Karen's page - Short Story
Girls' Life, Feb-March, 2003
Hi, I'm Rob Cordell." As far as opening lines go, it wasn't horribly original but, at the time, I really didn't care. I had left the hubbub of my friend Carrie's spring party to venture into the kitchen in search of some ice. As I shut the freezer door, standing before me was one of the hottest guys I'd ever seen.
Rob was Carrie's date's brother, on vacation from boarding school. He was joining our group for the evening because Carrie thought he'd make a great spare dance partner. Over the course of the night, Rob and I had a great time. He was not only gorgeous but smart (early decision to Princeton!), cool, funny and one of the best tennis players in the state. So good, matter of fact, Rob was spending his summer on the pro tour. Bummer for my summer romance prospects but good for him.
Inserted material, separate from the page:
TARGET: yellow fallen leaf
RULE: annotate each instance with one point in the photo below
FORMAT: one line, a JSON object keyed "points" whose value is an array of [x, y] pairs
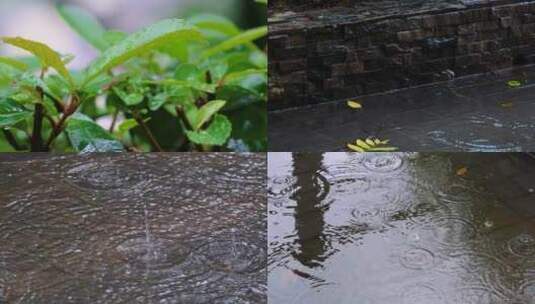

Flash forward a year. Rob does great on the tour and even better at Princeton. I become BFFs with his stepsister Sam (pure coincidence, I swear), and my other BFF Ally lands a summer gig at Rob's dad's company (pure coincidence, I swear) where, drum roll please, Rob is working for the summer as well.
Suddenly, the dream guy I figured I'd probably never see again was squarely within my sights. Yet, as the summer drew closer, I also became oddly nervous about the prospect of seeing Rob again. All I could think about was how gorgeous, smart and talented he was. Even though I kept telling Ally and Sam I wanted to talk to Rob, I actually found myself going out of my way not to bump into him.
Despite my efforts to lay low, I run straight into Rob while waiting for Ally one day. "Hey, how are you?" Rob asks, all friendly smile and killer tennis tan. OK, act casual. "I'm great, how've you been?" I meet his eyes for the first time in a year. I swear I never blush over anything, ever, but I can literally feel the blood rushing to my face and my palms sweating. I am fairly sure I resemble a stop sign.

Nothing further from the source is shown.